Speech production has two components. The source — usually voiced vocal-fold vibration producing a buzz with harmonics at multiples of the fundamental frequency (F0). The filter — the vocal tract (pharynx, mouth, lips) shaping that source through resonance. The filter's resonant frequencies are formants. Fant (1960) modeled this mathematically. The model predicts vowel formant frequencies from vocal-tract length and shape, and is foundational to acoustic phonetics.
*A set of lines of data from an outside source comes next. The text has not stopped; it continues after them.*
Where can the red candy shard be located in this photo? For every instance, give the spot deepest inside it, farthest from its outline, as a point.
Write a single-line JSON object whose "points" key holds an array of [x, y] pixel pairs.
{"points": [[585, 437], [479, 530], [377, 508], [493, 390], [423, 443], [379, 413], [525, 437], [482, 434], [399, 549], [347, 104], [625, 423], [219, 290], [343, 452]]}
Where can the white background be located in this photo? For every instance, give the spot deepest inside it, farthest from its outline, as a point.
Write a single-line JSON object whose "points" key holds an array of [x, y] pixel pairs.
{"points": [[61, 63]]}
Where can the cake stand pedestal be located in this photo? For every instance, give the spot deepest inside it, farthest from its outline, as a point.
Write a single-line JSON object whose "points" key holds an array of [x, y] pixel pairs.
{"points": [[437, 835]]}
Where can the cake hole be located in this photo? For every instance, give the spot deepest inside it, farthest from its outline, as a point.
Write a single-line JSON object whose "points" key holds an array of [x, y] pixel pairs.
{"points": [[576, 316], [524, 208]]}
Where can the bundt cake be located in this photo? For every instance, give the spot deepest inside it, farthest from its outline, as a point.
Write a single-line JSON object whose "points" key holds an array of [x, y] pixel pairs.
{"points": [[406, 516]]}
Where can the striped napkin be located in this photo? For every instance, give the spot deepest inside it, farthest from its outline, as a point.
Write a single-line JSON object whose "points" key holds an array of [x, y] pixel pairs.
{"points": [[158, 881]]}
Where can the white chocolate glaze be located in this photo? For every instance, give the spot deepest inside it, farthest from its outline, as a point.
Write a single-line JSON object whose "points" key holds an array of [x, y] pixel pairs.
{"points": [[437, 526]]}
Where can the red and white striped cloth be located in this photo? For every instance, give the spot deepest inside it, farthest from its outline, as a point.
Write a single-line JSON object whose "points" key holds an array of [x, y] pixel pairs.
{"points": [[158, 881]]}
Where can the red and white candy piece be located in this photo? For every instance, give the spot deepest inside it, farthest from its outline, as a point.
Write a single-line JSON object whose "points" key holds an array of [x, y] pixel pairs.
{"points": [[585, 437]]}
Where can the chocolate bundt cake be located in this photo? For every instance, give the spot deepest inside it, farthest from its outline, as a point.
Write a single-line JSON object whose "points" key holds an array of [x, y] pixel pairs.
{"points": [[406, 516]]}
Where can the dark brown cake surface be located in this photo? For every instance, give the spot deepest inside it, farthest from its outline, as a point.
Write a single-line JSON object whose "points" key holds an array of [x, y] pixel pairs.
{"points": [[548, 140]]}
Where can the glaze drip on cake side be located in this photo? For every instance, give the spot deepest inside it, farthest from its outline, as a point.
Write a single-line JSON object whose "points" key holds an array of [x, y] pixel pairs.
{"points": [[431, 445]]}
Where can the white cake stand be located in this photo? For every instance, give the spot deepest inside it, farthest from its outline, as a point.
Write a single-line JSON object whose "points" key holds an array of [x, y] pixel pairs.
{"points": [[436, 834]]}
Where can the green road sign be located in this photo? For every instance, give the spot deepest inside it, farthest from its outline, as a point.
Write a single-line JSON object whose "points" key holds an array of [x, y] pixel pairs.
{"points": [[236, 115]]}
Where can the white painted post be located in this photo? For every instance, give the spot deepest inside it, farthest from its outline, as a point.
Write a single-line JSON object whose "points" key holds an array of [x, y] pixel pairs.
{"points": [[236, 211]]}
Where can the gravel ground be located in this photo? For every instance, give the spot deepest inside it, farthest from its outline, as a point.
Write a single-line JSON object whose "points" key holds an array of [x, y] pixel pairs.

Why does F1 track vowel height?
F1 reflects the size of the back cavity (pharynx) of the vocal tract. Lowering the tongue (as in [a]) constricts the pharynx and enlarges the front cavity, raising F1 to ~700-900 Hz. Raising the tongue (as in [i] or [u]) widens the pharynx and lowers F1 to ~250-350 Hz. The inverse correlation with height is consistent across speakers and languages, after normalization.
What does F2 tell us?
F2 reflects the location of the tongue's main constriction along the front-back axis. Front vowels [i, e] push the tongue forward, shortening the front cavity and raising F2 toward 2200-2500 Hz. Back vowels [u, o] retract the tongue, lengthening the front cavity and dropping F2 to 700-1000 Hz. F1 vs. F2 plots are the standard way phoneticians display vowel spaces.
How do F1-F2 plots represent vowels?
Phoneticians plot F2 on the horizontal axis (decreasing left to right) and F1 on the vertical axis (decreasing top to bottom). The result roughly mirrors the IPA vowel chart — a quadrilateral with [i] top-left, [u] top-right, [a] bottom-center. Each speaker's plot differs in absolute frequencies but shows the same topology after normalization. This visualization revolutionized acoustic phonetics in the 1950s.
How are formants measured?
From a spectrogram showing energy as a function of frequency and time, the dark horizontal bands are formants. Linear Predictive Coding (LPC) algorithms extract formant frequencies automatically. Praat (Boersma and Weenink) is the standard free phonetics tool. Manual correction is often needed — automatic tracking fails near silences, fricatives, or rapid transitions.
Why are children's formants higher?
Vocal tract length determines formant frequencies — shorter tract, higher formants. Adult males have ~17 cm vocal tracts, females ~15 cm, children 10-13 cm. Children's formants are 30-50% higher than adult males'. This poses a problem for speech recognition: the same vowel has different absolute frequencies across speakers. Vocal tract length normalization handles this in ASR.
What about consonant formants?
Consonants influence formants in adjacent vowels through transitions. Locus theory (Delattre, Liberman, Cooper 1955) holds that each place of articulation has a characteristic F2 starting point. Bilabial /b/ pulls F2 toward ~700 Hz; alveolar /d/ toward ~1700 Hz; velar /g/ toward ~3000 Hz. These transitions are the primary perceptual cue to consonant place — vowels carry the consonant's signature.